Standard Error (SE) of β^i\hat{\beta}_i Var(β^i)\sqrt{\text{Var}(\hat{\beta}_i)} Used to construct confidence intervals and perform hypothesis tests on individual coefficients.
tt-statistic t=β^iSE(β^i)t = \frac{\hat{\beta}_i}{\text{SE}(\hat{\beta}_i)} Used to test the null hypothesis H0:βi=0H_0: \beta_i = 0. Follows a tt-distribution with mp1m-p-1 degrees of freedom.
FF-statistic F=(TSSRSS)/pRSS/(mp1)F = \frac{(TSS - RSS)/p}{RSS/(m-p-1)} Used to test the overall significance of the model, H0:β1=β2==βp=0H_0: \beta_1 = \beta_2 = \dots = \beta_p = 0.
学期 公式 直觉和相关性
R2R^2(决定系数) 1RSSTSS1 - \frac{RSS}{TSS} YY 中可从 XX 预测的方差比例。在金融领域,较低的 R2R^2 是常见的且符合预期。
调整后的 R2R^2 1RSS/(mp1)TSS/(m1)1 - \frac{RSS/(m-p-1)}{TSS/(m-1)} 惩罚包含不相关的预测变量;比较具有不同预测变量数量的模型的更好方法 (pp)。
β^i\hat{\beta}_i 的标准误差 (SE) Var(β^i)\sqrt{\text{Var}(\hat{\beta}_i)} 用于构建置信区间并对各个系数执行假设检验。
tt-统计 t=β^iSE(β^i)t = \frac{\hat{\beta}_i}{\text{SE}(\hat{\beta}_i)} 用于检验原假设 H0:βi=0H_0: \beta_i = 0。服从具有 mp1m-p-1 自由度的 tt 分布。
FF-统计 F=(TSSRSS)/pRSS/(mp1)F = \frac{(TSS - RSS)/p}{RSS/(m-p-1)} 用于检验模型的整体显着性,H0:β1=β2==βp=0H_0: \beta_1 = \beta_2 = \dots = \beta_p = 0

四、处理假设违背与模型选择

IV. Dealing with Violations and Model Selection

Robust Standard Errors

稳健的标准误差

When Heteroscedasticity or Autocorrelation (or both) are present, the OLS standard errors are biased. Heteroscedasticity-Consistent (HC) Standard Errors (e.g., White's or Newey-West for autocorrelation) are used to correct the standard errors, allowing for valid statistical inference even when the error variance is not constant.

当存在 异方差自相关(或两者)时,OLS 标准误差存在偏差。 异方差一致 (HC) 标准误差(例如用于自相关的 White 或 Newey-West)用于校正标准误差,即使在误差方差不恒定时也可以进行有效的统计推断。

Regularization Methods (Shrinkage)

正则化方法(收缩)

These methods address the issue of Multicollinearity and Overfitting by adding a penalty term to the OLS objective function, shrinking the coefficients towards zero. This reduces the variance of the coefficient estimates at the cost of introducing a small bias (Bias-Variance Tradeoff).

这些方法通过向 OLS 目标函数添加惩罚项,将系数缩小到零来解决 多重共线性过度拟合 问题。这减少了系数估计的方差,但代价是引入了小偏差(偏差-方差权衡)。
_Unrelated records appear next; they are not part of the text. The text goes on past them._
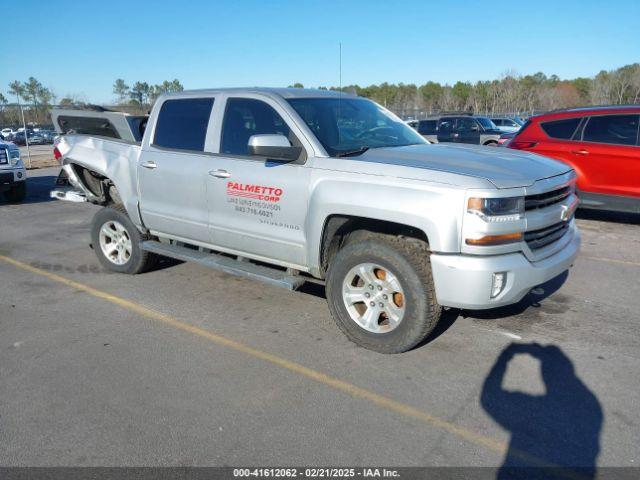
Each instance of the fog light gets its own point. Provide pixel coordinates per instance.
(498, 283)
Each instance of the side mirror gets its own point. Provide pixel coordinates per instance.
(273, 147)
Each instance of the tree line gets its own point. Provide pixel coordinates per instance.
(142, 93)
(512, 93)
(36, 99)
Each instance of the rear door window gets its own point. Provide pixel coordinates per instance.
(427, 127)
(561, 129)
(613, 129)
(446, 125)
(182, 124)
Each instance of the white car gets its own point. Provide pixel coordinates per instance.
(508, 125)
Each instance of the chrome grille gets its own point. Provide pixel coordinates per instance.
(544, 236)
(542, 200)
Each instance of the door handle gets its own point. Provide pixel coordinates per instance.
(149, 164)
(219, 173)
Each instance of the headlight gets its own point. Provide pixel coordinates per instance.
(14, 156)
(505, 209)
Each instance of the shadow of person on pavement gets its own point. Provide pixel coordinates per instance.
(556, 430)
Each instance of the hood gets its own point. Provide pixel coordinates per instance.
(503, 168)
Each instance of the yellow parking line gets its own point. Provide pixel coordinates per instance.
(321, 378)
(612, 260)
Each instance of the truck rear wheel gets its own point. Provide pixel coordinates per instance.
(116, 241)
(380, 292)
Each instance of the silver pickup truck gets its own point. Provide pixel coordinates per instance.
(292, 185)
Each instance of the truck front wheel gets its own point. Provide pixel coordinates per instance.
(380, 292)
(116, 241)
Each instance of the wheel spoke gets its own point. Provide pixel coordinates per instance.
(394, 313)
(368, 294)
(366, 273)
(370, 318)
(353, 294)
(392, 283)
(107, 232)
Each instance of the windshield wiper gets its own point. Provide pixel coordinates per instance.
(351, 153)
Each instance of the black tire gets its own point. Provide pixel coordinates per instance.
(17, 193)
(408, 260)
(139, 260)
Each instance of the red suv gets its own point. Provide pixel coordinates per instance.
(601, 144)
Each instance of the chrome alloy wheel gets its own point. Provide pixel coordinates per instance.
(373, 297)
(115, 242)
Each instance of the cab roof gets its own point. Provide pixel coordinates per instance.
(280, 92)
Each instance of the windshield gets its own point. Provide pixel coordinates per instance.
(353, 125)
(486, 123)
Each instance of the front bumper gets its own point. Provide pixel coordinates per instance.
(465, 281)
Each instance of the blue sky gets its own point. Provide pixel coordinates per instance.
(81, 47)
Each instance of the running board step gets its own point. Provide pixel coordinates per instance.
(226, 264)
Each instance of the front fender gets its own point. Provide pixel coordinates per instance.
(116, 160)
(435, 210)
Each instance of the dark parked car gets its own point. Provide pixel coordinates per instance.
(48, 135)
(428, 128)
(472, 129)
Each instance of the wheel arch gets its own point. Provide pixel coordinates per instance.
(337, 228)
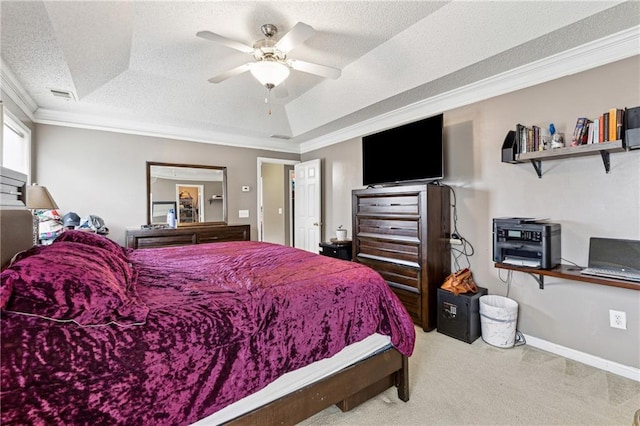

Method Penalty Term Objective Function Effect
Ridge Regression λj=1pβj2\lambda \sum_{j=1}^p \beta_j^2 (L2 norm) RSS+λj=1pβj2RSS + \lambda \sum_{j=1}^p \beta_j^2 Shrinks all coefficients toward zero; effective for multicollinearity.
Lasso Regression λj=1pβj\lambda \sum_{j=1}^p \lvert \beta_j \rvert RSS+λj=1pβjRSS + \lambda \sum_{j=1}^p \lvert \beta_j \rvert Shrinks some coefficients exactly to zero; performs feature selection and works well for sparse models.
方法 处罚期限 目标函数 影响
岭回归 λj=1pβj2\lambda \sum_{j=1}^p \beta_j^2 (L2 norm) RSS+λj=1pβj2RSS + \lambda \sum_{j=1}^p \beta_j^2 将所有系数缩小到零;对多重共线性有效。
套索回归 λj=1pβj\lambda \sum_{j=1}^p \lvert \beta_j \rvert RSS+λj=1pβjRSS + \lambda \sum_{j=1}^p \lvert \beta_j \rvert 将一些系数精确缩小到零;执行特征选择并且适用于稀疏模型。

Bias-Variance Tradeoff

偏差-方差权衡

The expected prediction error (EPE) of a model f^(x)\hat{f}(x) can be decomposed:

模型 f^(x)\hat{f}(x) 的预期预测误差 (EPE) 可以分解:

  • Bias: Error from approximating a real-world function ff with a simpler model f^\hat{f}.
  • Variance: Error from the model being too sensitive to the training data.
  • Tradeoff: More complex models (e.g., high-degree polynomials) have low bias but high variance (overfitting). Simpler models (e.g., OLS) have high bias but low variance (underfitting). Regularization methods aim to find the optimal balance.
  • 偏差:使用更简单的模型 f^\hat{f} 逼近现实世界函数 ff 时产生的错误。
  • 方差:模型对训练数据过于敏感而产生的错误。
  • 权衡:更复杂的模型(例如,高次多项式)具有低偏差但高方差(过度拟合)。更简单的模型(例如 OLS)具有高偏差但低方差(欠拟合)。正则化方法旨在找到最佳平衡。

补充讲解

区分目标量和估计量

Separate estimand and estimator

OLS 在给定特征集合下估计总体投影系数。把系数解释为因果效应,需要比拟合效果更强的假设。

OLS estimates a population projection coefficient under a chosen feature set. Causal interpretation requires stronger assumptions than good in-sample fit.

不同假设保障不同结论

Assumptions have different jobs

线性设定定义模型,外生性控制偏误,同方差影响标准误,无完全共线性保证参数可识别。

Linearity defines the model, exogeneity controls bias, homoskedasticity affects standard errors, and no perfect collinearity ensures identification.

诊断也是答案的一部分

Diagnostics are part of the answer

专业的回归回答应覆盖残差结构、杠杆点、遗漏变量,以及是否需要稳健或聚类标准误。

A professional regression answer mentions residual structure, leverage points, omitted variables, and whether robust or clustered errors are needed.